En 1978, après un coup d'Etat communiste à Kaboul, les Kirghizes, emmenés par leur chef Haji Rehman Qul, franchirent le col d'Irshad, à plus de 5.400 mètres d'altitude, pour se rendre au Pakistan, au Sud du corridor. Mais des centaines d'entre eux y périrent après avoir bu de l'eau contaminée. Désespérés, les survivants retournèrent à Wakhan.

'Mourir jeune'

Après cet épisode tragique, Haji Rehman Qul supplia le gouvernement américain d'accueillir les siens en Alaska, un territoire choisi pour son climat propice aux yaks. En vain.

La Turquie accorda par la suite l'asile à un petit groupe de Kirghizes.

Mais la majorité d'entre eux restent bloqués dans le corridor de Wakhan.
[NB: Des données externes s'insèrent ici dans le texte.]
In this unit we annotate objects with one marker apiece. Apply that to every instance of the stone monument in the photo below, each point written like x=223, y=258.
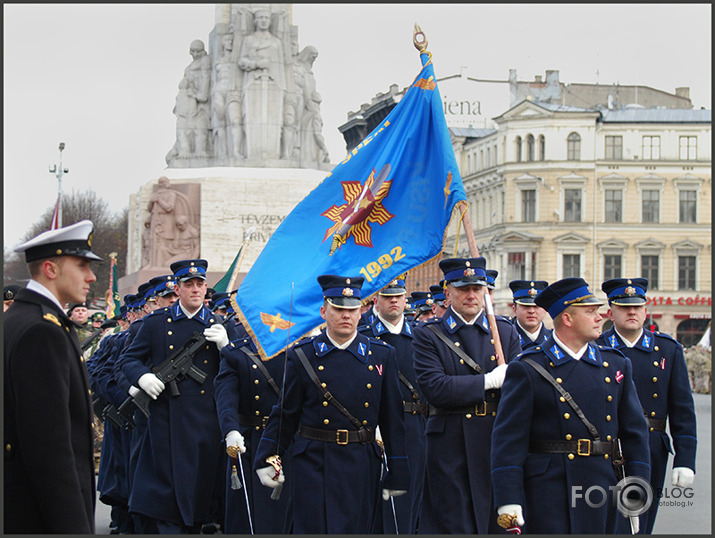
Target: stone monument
x=248, y=147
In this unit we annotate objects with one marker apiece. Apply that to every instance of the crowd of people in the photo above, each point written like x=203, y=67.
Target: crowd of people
x=400, y=415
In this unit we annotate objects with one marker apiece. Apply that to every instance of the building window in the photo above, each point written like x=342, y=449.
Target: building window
x=518, y=149
x=651, y=205
x=517, y=265
x=686, y=272
x=651, y=147
x=688, y=148
x=612, y=264
x=649, y=270
x=614, y=148
x=528, y=205
x=574, y=147
x=614, y=205
x=688, y=205
x=530, y=148
x=572, y=265
x=572, y=205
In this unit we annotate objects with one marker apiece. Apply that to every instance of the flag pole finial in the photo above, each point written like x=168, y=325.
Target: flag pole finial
x=419, y=39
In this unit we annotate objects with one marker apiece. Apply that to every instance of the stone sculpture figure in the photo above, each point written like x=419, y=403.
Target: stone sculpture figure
x=166, y=207
x=226, y=104
x=312, y=148
x=192, y=108
x=264, y=88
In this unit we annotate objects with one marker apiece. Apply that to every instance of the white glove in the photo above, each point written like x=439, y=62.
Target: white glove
x=234, y=442
x=151, y=384
x=387, y=493
x=512, y=509
x=495, y=378
x=217, y=333
x=266, y=474
x=683, y=477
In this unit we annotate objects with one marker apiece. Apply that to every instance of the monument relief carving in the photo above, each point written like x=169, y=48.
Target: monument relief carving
x=170, y=234
x=252, y=101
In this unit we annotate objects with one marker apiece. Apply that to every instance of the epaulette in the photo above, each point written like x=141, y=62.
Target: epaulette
x=611, y=349
x=666, y=336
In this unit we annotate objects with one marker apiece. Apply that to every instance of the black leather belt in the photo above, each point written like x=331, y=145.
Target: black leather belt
x=480, y=410
x=341, y=437
x=416, y=408
x=580, y=447
x=657, y=424
x=247, y=420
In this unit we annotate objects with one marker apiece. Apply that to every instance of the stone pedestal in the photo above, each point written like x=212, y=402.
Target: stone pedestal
x=232, y=200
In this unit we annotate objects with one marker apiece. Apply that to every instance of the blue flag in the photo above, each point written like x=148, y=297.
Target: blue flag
x=382, y=211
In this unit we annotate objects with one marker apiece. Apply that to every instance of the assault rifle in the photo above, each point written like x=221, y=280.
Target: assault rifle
x=177, y=367
x=107, y=411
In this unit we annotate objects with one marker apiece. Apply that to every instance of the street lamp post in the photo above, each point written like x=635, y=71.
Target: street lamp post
x=59, y=171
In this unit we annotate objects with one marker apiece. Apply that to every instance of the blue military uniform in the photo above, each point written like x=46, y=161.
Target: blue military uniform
x=244, y=399
x=406, y=506
x=335, y=482
x=543, y=455
x=457, y=491
x=180, y=452
x=661, y=379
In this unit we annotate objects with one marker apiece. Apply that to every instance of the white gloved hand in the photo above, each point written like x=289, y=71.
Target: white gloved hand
x=234, y=442
x=683, y=477
x=266, y=474
x=512, y=509
x=217, y=333
x=151, y=384
x=387, y=493
x=495, y=378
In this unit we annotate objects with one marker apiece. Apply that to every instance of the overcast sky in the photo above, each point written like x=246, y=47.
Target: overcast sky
x=103, y=77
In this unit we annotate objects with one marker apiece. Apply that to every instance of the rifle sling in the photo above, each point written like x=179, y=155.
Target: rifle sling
x=326, y=394
x=569, y=399
x=461, y=354
x=259, y=364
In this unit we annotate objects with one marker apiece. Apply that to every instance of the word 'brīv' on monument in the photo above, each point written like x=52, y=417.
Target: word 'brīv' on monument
x=248, y=148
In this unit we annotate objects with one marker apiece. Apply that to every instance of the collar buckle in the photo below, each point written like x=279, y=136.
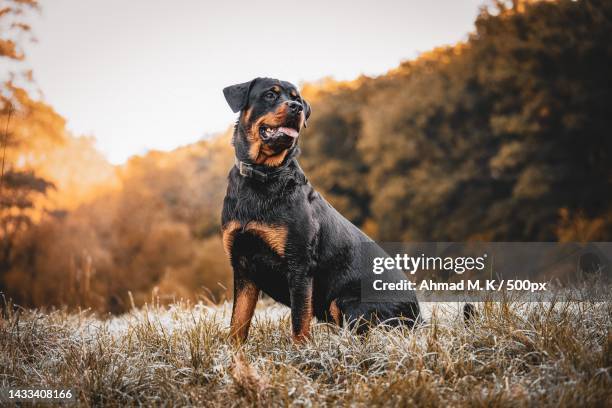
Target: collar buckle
x=246, y=170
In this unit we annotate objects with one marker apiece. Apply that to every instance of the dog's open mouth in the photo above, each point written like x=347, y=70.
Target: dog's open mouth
x=268, y=132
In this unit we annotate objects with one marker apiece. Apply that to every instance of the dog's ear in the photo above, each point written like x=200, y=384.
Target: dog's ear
x=237, y=95
x=307, y=111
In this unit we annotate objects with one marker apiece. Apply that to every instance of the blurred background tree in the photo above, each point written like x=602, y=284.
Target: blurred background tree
x=504, y=137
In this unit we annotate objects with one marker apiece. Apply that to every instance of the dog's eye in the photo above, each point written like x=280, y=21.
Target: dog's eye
x=270, y=96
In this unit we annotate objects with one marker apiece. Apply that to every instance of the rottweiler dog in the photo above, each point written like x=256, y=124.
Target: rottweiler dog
x=281, y=236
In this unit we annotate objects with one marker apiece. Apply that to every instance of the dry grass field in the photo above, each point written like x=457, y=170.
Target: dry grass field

Au Kirghizstan, où le sort des Kirghizes de Wakhan n'est pas perçu comme une urgence, différents décrets et initiatives ont été pris au fil des ans pour aider au retour de quelque 22.000 Kirghizes actuellement à l'étranger, dont ceux d'Afghanistan.

Mais rares sont ceux de Wakhan qui en ont bénéficié.

"Le gouvernement kirghiz a enfin commencé le rapatriement. Certaines familles sont parties cette année", se réjouit Jo Boi.

L'ambassade du Kirghizstan à Kaboul dément toutefois l'existence d'une telle politique, soulignant que les "personnes d'ethnie kirghize (de Wakhan) sont des citoyens afghans" et que le gouvernement kirghiz se cantonne à leur envoyer chaque année une aide humanitaire.

Les quelques personnes qui ont pu partir au Kirghizstan l'ont fait pour des raisons éducatives, affirme à l'AFP son chargé d'affaire Uchkun Eraliev.

Les bergers du corridor restent donc en transit, malgré eux.

"Qui aimerait vivre ici ?", s'interroge Tilo, qui rêve aussi du Kirghizstan.

Dans un sourire amer, il ajoute: "Nous n'avons pas d'autre choix. Ici, nous ne vivons jamais vieux, nous mourons jeunes."